Anno fede Paolo VI: don Maffeis (teologo), “stretto legame con il Concilio da poco terminato”

“La difesa dell’integrità della fede e il suo consolidamento appaiono a Paolo VI, nella prima stagione post-conciliare, come una esigenza ineludibile per la Chiesa e un imperativo al quale non può sottrarsi chi ha ricevuto il ministero di successore di Pietro”. In questa direttrice “si comprende da parte di Papa Montini l’indizione dell’Anno della fede”. Don Angelo Maffeis, presidente dell’Istituto Paolo VI di Brescia, docente della Facoltà teologica dell’Italia settentrionale, studioso della figura montiniana, interpreta per il Sir l’indizione dell’Anno della fede avvenuta il 22 febbraio 1967 dal pontefice di origini bresciane con l’esortazione apostolica “Petrum et Paulum Apostolos”. Un anno particolarmente intenso per la Chiesa cattolica (che prese avvio il 29 giugno successivo fino al 29 giugno 1968), con l’intento esplicito di celebrare il XIX centenario del martirio, a Roma, degli apostoli Pietro e Paolo; lo ricorderà anche Papa Benedetto XVI nell’indire un altro Anno della fede, nel 2012, con la lettera apostolica “Porta fidei”. Questa iniziativa di Paolo VI “ha uno stretto legame con il Concilio appena terminato”, osserva don Maffeis.

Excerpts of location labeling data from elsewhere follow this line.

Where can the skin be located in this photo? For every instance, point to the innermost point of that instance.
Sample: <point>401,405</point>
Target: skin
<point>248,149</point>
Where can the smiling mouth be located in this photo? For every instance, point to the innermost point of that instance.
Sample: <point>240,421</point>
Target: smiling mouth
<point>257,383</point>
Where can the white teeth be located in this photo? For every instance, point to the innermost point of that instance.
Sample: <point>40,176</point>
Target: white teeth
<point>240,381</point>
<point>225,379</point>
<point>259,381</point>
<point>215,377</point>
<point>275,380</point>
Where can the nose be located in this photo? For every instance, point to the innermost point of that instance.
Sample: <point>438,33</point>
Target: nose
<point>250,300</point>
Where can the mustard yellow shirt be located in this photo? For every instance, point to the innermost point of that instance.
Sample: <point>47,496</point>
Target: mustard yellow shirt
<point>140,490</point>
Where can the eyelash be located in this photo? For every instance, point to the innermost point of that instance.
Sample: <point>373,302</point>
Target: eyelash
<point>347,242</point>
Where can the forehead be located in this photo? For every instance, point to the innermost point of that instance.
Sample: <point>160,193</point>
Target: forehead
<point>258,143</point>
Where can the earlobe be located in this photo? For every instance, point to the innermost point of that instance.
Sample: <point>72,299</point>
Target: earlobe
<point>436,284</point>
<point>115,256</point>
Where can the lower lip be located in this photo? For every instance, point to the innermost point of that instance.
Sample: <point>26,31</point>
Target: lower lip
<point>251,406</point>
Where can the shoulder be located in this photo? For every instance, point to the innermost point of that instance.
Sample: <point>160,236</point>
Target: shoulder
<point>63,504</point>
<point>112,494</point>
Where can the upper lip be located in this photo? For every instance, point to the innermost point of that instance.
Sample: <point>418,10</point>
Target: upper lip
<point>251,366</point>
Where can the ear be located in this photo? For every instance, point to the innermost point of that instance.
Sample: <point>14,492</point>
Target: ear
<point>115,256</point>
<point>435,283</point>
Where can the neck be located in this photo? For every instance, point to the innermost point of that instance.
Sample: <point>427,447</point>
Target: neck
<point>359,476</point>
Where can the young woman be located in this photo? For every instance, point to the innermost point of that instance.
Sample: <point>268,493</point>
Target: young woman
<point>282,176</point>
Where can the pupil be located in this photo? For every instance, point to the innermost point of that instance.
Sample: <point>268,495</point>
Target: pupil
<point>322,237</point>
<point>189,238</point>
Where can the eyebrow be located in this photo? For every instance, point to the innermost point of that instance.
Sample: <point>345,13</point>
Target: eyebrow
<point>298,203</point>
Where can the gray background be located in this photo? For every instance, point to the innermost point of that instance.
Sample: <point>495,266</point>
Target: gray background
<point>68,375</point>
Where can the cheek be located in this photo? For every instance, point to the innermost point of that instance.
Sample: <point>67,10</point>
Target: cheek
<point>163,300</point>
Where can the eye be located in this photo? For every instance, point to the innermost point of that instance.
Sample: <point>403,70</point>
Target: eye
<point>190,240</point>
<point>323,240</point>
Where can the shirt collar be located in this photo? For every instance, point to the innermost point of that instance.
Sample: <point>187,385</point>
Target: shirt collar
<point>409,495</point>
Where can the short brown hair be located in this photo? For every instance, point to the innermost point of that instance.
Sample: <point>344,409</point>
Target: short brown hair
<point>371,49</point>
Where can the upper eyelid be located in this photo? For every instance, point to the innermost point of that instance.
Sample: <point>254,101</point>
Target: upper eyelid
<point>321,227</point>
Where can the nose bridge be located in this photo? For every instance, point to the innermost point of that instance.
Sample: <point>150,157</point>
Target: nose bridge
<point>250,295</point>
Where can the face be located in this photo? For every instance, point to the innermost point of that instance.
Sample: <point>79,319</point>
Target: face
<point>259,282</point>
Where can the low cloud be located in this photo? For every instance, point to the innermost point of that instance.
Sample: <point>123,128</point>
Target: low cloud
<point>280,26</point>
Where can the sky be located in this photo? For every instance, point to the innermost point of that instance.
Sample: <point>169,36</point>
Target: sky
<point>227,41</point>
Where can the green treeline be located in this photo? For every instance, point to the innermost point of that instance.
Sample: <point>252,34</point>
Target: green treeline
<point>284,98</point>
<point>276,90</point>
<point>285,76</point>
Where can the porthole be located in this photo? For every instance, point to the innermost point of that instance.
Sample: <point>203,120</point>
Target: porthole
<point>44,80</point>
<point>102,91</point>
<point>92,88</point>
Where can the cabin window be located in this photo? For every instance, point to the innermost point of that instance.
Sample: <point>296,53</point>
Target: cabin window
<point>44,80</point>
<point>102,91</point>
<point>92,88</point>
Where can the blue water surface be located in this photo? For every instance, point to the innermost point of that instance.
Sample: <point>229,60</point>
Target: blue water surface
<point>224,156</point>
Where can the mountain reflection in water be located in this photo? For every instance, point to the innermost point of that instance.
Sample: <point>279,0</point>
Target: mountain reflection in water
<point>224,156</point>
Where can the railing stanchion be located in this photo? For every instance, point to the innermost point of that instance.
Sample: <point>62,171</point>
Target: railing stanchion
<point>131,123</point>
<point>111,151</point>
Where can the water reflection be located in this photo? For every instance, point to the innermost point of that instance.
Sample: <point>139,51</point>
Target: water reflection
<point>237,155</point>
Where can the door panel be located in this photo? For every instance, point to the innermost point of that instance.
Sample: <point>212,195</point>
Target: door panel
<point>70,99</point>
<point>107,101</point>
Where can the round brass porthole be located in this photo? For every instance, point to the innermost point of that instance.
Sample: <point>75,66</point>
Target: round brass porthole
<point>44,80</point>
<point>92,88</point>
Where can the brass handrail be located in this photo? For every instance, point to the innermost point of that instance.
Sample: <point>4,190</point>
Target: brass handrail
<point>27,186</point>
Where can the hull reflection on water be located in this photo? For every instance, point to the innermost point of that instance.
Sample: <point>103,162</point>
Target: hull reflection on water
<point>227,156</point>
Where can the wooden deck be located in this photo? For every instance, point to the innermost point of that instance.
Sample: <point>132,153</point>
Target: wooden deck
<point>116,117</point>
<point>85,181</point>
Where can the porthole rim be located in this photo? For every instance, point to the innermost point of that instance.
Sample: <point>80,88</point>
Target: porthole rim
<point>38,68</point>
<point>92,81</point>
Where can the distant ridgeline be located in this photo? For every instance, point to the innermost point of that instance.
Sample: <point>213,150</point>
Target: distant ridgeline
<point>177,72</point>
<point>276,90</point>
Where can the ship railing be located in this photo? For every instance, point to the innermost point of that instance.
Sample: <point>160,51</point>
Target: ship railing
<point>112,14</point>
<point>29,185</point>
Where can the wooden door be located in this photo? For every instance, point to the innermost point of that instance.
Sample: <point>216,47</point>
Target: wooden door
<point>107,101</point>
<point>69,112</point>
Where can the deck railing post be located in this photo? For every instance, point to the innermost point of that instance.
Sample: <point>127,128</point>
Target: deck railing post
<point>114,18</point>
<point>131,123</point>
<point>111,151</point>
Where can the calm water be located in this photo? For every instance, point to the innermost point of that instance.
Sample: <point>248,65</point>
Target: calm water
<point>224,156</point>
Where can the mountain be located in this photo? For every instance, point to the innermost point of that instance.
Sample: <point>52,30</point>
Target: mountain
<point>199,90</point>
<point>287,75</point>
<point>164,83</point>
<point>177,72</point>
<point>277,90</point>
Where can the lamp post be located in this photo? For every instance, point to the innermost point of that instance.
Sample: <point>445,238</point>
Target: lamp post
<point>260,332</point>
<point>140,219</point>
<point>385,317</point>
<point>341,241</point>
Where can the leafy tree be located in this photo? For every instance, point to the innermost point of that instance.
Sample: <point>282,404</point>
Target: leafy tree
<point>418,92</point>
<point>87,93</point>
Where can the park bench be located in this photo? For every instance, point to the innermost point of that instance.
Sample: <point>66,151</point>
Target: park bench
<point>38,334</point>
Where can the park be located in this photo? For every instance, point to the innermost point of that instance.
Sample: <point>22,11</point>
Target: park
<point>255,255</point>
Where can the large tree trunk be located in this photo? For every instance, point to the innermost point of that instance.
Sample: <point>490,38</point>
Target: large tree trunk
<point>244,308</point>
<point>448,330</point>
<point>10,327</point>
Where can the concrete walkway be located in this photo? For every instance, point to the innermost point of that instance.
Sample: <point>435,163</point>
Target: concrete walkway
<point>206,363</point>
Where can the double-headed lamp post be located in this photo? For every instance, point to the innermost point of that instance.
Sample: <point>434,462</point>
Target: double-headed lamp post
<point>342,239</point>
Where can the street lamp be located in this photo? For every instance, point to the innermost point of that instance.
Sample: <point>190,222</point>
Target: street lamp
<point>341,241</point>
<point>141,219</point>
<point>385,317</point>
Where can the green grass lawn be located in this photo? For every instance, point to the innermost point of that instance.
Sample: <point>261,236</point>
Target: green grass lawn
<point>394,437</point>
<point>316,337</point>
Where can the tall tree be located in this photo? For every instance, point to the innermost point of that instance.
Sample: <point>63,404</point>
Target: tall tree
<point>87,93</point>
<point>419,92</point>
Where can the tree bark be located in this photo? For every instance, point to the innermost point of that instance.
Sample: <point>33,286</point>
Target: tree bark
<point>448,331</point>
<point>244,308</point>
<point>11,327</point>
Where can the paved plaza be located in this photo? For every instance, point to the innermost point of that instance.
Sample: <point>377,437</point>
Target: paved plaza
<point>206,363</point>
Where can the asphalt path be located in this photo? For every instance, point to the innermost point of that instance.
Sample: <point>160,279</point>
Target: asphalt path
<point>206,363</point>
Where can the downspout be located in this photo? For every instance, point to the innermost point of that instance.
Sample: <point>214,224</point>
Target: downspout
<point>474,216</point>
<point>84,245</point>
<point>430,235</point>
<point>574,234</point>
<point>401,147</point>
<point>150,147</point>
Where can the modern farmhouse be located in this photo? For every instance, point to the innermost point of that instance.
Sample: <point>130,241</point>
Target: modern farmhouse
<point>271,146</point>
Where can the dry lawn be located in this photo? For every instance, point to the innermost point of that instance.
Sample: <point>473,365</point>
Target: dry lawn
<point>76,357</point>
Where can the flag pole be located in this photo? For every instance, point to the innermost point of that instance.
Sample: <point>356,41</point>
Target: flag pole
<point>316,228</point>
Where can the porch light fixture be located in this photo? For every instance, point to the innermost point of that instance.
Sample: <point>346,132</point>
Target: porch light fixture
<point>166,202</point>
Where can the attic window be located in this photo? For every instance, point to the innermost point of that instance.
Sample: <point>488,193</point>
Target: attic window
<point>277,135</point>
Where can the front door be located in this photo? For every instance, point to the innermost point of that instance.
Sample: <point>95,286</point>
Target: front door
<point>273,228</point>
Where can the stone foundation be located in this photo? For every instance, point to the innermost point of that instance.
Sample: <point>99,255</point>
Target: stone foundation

Non a caso nell’omelia tenuta nel giorno dell’apertura dell’Anno, Montini afferma che la “Chiesa intende ripensare la sua ragion d’essere”, ritrovare “la sua nativa energia”, “ricomporre in ordinata dottrina il contenuto e il senso della parola vivificante della rivelazione”. Maffeis spiega: “Questo anno viene interpretato dal Papa come un’occasione per la riscoperta della fede nella sua integrità e nella sua dimensione comunitaria”.